I’ve given this a fair bit of thought recently and concluded that yes, those differences are important. What I don’t know though, is whether they’re important enough to cause the aforementioned WS interop problems. But here’s my working theory on why Web services interop is harder; you can decide for yourself how significant they are.

What I think this boils down to is that interoperability testing of Web based services (not Web services), like any Web deployment, benefits from network effects not available with Web services, primarily due to the use of the uniform interface. So if we’re testing out Web based services, and I write a test client, then that client can be used – as-is – to test all services. You simply don’t get this with Web services, at least past the point where you get the equivalent of the “unknown operation” fault. As a result, there’s a whole lot more testing going on, which should intuitively mean better interop.

Or at least that’s the theory. What do you think?

Update; based on some comments by others, I guess I should qualify this as stating that I understand that there are concrete reasons why bugs exist today.
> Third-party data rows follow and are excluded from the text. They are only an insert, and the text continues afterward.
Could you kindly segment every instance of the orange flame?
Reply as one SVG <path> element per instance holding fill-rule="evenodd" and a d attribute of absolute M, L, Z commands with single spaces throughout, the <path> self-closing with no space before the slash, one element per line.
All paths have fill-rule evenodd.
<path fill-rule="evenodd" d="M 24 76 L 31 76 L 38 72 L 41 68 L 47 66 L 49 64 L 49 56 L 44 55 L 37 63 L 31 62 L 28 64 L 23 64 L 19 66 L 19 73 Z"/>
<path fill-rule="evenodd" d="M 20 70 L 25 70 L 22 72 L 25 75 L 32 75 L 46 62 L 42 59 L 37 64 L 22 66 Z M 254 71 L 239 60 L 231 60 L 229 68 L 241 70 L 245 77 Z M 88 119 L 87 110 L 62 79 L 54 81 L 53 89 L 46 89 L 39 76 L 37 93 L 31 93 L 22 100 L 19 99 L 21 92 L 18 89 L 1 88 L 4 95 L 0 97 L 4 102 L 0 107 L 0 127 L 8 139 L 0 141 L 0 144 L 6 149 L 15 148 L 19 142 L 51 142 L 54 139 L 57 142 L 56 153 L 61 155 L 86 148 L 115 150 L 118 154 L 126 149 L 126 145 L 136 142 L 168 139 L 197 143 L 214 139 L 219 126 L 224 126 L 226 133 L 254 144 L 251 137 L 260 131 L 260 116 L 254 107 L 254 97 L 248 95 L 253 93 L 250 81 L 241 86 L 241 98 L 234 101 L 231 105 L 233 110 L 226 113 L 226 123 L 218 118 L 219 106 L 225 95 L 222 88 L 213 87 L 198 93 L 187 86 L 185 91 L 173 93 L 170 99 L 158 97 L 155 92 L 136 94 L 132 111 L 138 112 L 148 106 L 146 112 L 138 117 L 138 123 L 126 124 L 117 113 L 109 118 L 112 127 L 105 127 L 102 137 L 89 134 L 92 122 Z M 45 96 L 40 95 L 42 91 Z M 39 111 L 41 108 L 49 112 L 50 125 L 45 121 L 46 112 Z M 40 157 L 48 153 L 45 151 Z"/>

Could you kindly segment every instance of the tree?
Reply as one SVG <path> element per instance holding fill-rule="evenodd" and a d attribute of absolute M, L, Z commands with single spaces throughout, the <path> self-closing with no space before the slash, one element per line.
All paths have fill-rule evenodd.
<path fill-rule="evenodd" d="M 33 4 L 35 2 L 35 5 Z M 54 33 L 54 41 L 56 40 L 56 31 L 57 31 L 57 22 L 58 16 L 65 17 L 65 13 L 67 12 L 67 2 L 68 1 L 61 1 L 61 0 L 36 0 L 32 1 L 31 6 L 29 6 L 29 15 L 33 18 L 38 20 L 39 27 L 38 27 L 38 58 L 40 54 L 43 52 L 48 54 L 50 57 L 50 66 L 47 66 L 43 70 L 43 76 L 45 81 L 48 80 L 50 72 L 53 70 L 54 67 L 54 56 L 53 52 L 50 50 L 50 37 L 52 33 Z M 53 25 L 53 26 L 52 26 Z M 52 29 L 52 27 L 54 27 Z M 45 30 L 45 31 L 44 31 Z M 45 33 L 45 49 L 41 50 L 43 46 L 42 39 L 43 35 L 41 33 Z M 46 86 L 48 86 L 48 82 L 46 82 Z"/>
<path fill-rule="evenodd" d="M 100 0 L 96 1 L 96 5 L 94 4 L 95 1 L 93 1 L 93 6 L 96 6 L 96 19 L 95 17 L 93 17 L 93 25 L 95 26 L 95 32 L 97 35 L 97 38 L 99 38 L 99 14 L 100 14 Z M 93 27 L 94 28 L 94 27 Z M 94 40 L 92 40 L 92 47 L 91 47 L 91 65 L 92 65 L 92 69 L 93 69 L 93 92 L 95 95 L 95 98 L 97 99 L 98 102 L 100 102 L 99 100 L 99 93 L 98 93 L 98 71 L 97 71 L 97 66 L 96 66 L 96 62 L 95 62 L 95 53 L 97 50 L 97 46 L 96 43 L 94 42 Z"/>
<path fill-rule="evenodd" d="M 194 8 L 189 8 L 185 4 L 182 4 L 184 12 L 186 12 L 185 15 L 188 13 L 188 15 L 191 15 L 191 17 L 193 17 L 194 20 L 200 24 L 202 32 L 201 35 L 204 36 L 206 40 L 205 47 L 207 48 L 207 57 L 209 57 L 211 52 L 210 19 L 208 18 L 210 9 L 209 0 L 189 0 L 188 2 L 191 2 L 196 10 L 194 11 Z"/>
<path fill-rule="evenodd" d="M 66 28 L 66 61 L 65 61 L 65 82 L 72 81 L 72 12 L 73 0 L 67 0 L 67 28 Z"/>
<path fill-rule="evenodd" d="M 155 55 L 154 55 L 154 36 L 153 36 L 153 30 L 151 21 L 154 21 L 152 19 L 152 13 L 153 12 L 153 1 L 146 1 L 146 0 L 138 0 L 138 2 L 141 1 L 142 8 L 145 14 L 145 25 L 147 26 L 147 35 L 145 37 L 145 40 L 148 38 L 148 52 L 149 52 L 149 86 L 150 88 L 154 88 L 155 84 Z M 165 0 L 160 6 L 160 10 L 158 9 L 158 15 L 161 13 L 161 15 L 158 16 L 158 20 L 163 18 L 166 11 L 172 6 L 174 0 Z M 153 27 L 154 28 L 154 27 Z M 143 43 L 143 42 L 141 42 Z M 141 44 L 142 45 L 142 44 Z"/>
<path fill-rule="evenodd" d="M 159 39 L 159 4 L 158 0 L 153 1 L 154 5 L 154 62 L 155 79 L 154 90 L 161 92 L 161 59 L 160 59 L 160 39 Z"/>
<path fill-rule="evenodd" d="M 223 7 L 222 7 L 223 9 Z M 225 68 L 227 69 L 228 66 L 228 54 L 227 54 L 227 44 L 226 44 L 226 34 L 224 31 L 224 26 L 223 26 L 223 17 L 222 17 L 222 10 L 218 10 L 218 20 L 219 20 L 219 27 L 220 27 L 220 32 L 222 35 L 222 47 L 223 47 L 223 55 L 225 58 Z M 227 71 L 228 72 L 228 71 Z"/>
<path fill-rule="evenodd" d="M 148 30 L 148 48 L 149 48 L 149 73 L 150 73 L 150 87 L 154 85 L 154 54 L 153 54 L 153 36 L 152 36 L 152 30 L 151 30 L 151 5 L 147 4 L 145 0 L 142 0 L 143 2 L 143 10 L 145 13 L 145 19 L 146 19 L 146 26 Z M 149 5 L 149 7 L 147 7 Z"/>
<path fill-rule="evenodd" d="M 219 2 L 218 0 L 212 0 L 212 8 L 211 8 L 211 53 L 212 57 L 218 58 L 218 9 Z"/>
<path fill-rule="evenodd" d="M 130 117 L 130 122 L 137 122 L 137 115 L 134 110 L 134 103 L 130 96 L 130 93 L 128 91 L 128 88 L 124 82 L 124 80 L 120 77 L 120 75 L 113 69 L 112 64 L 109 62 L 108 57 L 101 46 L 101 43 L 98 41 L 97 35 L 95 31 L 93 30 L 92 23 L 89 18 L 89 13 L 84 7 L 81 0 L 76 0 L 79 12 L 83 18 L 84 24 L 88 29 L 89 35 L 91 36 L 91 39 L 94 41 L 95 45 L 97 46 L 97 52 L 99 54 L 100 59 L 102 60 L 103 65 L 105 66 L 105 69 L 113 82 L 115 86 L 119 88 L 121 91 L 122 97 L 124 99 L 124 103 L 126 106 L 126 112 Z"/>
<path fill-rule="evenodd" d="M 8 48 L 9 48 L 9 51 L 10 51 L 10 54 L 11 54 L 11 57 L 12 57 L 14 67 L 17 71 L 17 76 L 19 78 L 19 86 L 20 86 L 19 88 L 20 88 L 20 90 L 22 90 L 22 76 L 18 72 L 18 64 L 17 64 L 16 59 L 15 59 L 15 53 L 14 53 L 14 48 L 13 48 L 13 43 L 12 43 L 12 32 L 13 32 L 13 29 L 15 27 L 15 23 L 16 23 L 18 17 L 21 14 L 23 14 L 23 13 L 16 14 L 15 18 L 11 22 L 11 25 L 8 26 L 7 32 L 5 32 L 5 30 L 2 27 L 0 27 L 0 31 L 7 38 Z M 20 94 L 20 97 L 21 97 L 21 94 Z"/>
But what I’m talking about above is the meta question of why these bugs continue to persist, despite plenty of time passing in which they could have been resolved (modulo the vendor-interest comment by Steve & Patrick, which I don’t buy because there’s so much activity in SOAP extensions that lock-in at the SOAP level is unnecessary and moreover, shrinks the market by scaring potential customers away).

Tags: soap, rest, web, soa, networkeffects, testing, interoperability, webservices.